Over the last 15 years, the real estate market in Australia has boomed!  As of December 2015, the average price of a house in Sydney was A$1,025,478 and in Melbourne was A$718,000.

Partly as a result of the Government of Australia seeking to raise revenue, and partly to try and stymie the “housing affordability crisis” that is currently gripping Australia, various tax measures have been introduced over the last couple of years that directly impact Australian real estate owned by non-residents.  These are:

From 2012, non-residents of Australia have had to pay tax on the full profit from the sale of their Australian real estate holdings. Before 2012, only half of the profit was taxable. If the property owner was a resident of Australia for some of the time that they owned the property, then they will be eligible for a partial discount on the profit.

While all purchasers of real estate in Australia have to pay stamp duty on the purchase of a property, foreign purchasers are now required to pay stamp duty at surcharge rates in most States of Australia.  For example, from 1 July 2016, the surcharge rate of stamp duty for foreign purchasers in New South Wales is 4%, and in Victoria, 7%.  By way of example, a foreign purchaser purchasing a property for A$1,000,000 would have to pay stamp duty of A$80,490 if the property was located in New South Wales (as compared to A$40,490 if the purchaser was an Australia resident), or A$125,000 if the property was located in Victoria (as compared to A$55,000 if the purchaser was an Australian resident).

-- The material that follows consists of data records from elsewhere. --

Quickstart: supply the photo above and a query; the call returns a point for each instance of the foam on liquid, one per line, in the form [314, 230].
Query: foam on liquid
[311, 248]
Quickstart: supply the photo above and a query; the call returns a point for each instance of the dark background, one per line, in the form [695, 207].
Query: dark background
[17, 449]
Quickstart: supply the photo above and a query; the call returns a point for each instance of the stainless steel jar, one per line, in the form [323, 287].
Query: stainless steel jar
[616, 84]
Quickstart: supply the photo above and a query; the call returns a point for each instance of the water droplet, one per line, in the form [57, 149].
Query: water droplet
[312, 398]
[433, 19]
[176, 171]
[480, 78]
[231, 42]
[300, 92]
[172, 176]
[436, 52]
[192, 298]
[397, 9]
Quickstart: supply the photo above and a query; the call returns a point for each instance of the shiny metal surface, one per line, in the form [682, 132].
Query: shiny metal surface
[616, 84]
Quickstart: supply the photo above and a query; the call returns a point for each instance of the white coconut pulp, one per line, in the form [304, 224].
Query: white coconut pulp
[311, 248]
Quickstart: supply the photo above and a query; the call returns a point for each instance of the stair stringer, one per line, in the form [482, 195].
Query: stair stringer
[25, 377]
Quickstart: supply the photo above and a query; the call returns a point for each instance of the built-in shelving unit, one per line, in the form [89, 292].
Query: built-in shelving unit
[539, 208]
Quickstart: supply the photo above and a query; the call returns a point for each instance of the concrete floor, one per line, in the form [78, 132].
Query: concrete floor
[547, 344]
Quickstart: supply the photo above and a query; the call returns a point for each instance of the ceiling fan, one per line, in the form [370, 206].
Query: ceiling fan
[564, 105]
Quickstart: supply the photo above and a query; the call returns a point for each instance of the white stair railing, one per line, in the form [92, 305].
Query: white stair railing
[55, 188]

Taxpayers with land holdings need to pay an annual land tax in the various States of Australia (based on the value of their landholding).  The Office of State Revenue in NSW and the State Revenue Office of Victoria have both recently introduced higher annual land tax rates for owners of property that are not Australian residents and are absent from Australia during the taxing period (referred to as “absentee owners” in both jurisdictions).

From 1 July 2016, the Australian Government has introduced a new tax withholding regime that applies where the seller of the property is a non-resident of Australia and the sale price of the property is A$2,000,000 or more.  From 1 July 2016, the buyer will be required to withhold 10% of the purchase price of the property and pay that amount to the Australian Taxation Office rather than the seller. Sellers who are Australian resident will need to prove their residency by providing a tax clearance certificate to the buyer.  When an amount is withheld by a buyer, the non-resident seller will then claim this amount as a tax credit when lodging their income tax return in Australia.

As can be seen, there are various additional tax imposts now in place that apply to foreign owners of real estate in Australia.  To date however, it does not appear as though any of these measures has dampened the level of foreign investment into Australian real estate.  However, time will tell.